In October 2016, I began working for my current employer. At that time, I had experience in many different subspecialties within ophthalmology but had never worked in neuro-ophthalmology. The time could not have been better for me, as the current lead technician for the department was eyeing a promotion and needed to find a replacement tech before she moved up. She selected me and I accepted. Neuro-ophth has been by home for about three years; I mastered the concepts and have learned more about the field than I thought I could.
Last year, I was approached by another technician about taking over her position. She is the lead tech for a research retina physician and has been his only assistant for the past 5 years but was applying for a full-time nursing degree and would need to find a highly skilled tech to make her move out as smooth as possible.
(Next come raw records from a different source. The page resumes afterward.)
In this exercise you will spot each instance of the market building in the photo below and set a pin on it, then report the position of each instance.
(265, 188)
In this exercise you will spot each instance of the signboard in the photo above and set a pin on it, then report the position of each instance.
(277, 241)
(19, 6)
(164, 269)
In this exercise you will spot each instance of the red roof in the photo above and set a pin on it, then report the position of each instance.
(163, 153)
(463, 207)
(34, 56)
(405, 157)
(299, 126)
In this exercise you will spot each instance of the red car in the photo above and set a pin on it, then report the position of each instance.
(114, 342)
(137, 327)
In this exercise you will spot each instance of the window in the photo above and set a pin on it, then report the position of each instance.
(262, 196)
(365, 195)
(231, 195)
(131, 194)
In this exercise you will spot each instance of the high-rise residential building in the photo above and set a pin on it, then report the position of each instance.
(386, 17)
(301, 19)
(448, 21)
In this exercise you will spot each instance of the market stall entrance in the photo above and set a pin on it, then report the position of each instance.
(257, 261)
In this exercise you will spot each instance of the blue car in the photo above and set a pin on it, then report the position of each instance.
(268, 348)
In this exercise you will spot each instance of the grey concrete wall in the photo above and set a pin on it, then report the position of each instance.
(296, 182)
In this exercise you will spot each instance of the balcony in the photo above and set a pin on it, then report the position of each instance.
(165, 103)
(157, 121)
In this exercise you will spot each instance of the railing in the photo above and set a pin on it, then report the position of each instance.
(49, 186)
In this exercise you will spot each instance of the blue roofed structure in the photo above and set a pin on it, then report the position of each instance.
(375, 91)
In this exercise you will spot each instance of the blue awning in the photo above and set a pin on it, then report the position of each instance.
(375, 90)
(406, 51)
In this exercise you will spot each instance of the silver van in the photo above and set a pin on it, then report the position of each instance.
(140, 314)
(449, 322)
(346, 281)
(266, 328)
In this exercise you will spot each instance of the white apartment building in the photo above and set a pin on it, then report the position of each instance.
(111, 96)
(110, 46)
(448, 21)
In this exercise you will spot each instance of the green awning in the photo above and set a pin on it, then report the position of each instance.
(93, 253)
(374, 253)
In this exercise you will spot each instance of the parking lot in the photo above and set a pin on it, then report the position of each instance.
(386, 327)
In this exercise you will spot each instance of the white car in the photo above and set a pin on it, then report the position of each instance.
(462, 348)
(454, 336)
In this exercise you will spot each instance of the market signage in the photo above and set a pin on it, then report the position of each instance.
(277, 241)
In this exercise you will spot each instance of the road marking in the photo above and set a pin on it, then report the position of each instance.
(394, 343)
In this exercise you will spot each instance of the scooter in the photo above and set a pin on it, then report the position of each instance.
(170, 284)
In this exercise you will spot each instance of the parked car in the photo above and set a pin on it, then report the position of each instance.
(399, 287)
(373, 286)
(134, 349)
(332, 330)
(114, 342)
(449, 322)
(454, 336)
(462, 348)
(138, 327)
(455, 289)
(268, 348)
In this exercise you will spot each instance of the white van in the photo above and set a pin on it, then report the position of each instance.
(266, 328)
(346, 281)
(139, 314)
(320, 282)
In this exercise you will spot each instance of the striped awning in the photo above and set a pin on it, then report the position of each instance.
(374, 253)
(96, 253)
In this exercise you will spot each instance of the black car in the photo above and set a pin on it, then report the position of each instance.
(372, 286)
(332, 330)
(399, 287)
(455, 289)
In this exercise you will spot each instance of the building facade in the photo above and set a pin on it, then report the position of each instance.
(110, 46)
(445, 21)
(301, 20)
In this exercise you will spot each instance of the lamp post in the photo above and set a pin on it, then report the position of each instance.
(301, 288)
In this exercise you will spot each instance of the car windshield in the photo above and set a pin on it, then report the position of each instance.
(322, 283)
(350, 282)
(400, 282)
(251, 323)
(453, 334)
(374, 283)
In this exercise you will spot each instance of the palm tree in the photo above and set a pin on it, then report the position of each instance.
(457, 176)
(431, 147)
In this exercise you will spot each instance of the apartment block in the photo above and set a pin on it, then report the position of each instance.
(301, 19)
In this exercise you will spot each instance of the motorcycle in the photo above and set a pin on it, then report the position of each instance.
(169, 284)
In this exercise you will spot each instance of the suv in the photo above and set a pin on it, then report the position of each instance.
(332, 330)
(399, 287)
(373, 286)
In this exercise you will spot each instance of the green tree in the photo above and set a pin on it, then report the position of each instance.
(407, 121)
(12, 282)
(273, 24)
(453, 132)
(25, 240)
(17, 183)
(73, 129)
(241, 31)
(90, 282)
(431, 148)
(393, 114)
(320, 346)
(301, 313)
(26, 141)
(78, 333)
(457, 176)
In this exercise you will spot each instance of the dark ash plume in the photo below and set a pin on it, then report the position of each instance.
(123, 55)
With a number of years experience in retina as a photographer, surgical assistant and scribe, I was asked to take over for her.My dilemma: do I keep my current position as the lead technician for neuro-ophthalmology or do I switch gears completely and move back to retina?To guide me along the decision making process, I first had to evaluate and fully weigh out my options. In neuro, I work for one of the toughest doctors in one of the hardest specialties in eye care. Residents fear their rotation with us and have come to respect me as someone they can turn to if they have a question in the clinic. The job is stressful but my doctor truly respects me and would come to my aide if I ever needed anything. Leaving her service has the potential to burn a bridge, which could be a terrible thing, as she has her eyes on possibly becoming the department chair one day.Alternatively, the retina position sounded perfect. The doctor is highly esteemed and a complete sweetheart. He is the type of person that makes technicians actually want to come to work. As a solo assistant, I would be in charge of all scheduling, testing and patient flow issues with no one to help or fall back on but the trade off is that I would be apart of groundbreaking retinal research and be a published author on numerous research papers.
My dilemma: do I keep my current position or switch gears completely and move back to retina?
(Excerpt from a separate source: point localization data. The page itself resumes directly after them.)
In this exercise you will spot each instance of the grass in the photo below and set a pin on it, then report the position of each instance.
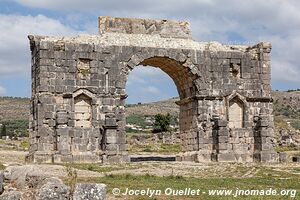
(265, 177)
(2, 167)
(99, 168)
(287, 148)
(264, 182)
(155, 148)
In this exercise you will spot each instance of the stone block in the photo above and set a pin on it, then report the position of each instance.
(296, 159)
(110, 122)
(11, 195)
(227, 157)
(221, 123)
(223, 139)
(53, 191)
(283, 157)
(223, 131)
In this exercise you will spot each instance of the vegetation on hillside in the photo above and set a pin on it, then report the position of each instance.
(162, 123)
(14, 128)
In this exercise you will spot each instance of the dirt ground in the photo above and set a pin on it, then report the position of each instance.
(15, 160)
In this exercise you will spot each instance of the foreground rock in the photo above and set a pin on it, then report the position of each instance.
(29, 183)
(89, 191)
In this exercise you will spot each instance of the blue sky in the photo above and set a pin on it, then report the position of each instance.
(229, 22)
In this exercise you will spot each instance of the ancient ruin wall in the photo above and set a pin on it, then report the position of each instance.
(78, 93)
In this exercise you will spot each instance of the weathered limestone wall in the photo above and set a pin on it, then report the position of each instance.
(78, 93)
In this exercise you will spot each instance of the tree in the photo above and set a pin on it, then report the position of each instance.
(3, 130)
(162, 122)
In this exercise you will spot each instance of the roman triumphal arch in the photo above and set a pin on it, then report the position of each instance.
(78, 93)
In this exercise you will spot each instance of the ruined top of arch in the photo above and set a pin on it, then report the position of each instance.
(164, 28)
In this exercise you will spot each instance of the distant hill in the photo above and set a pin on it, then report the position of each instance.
(286, 107)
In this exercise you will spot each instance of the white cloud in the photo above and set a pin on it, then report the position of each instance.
(14, 44)
(2, 91)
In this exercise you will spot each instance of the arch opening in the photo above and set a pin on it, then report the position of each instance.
(184, 82)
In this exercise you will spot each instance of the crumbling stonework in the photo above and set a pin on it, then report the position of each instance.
(78, 93)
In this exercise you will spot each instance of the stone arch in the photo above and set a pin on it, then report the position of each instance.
(178, 66)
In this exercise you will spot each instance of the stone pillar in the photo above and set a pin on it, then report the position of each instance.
(221, 138)
(264, 139)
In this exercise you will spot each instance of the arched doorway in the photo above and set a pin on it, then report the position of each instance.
(184, 82)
This career move is a enormous. I asked a number of people, both in and outside of the eye care field, what they thought the best move would be and listened to their reasoning. I decided to not make any decisions until after working by myself with the retina doctor to get a better idea of what I would potentially be in for. The results were better than I imagined– for the first time in a long time, I felt a sense of pride in what I do. The clinic is not an easy one, but I knew from then on that I had to take the retina position. Leaving my current role as a neuro tech is a bittersweet move, but I have so much room to grow in this new position.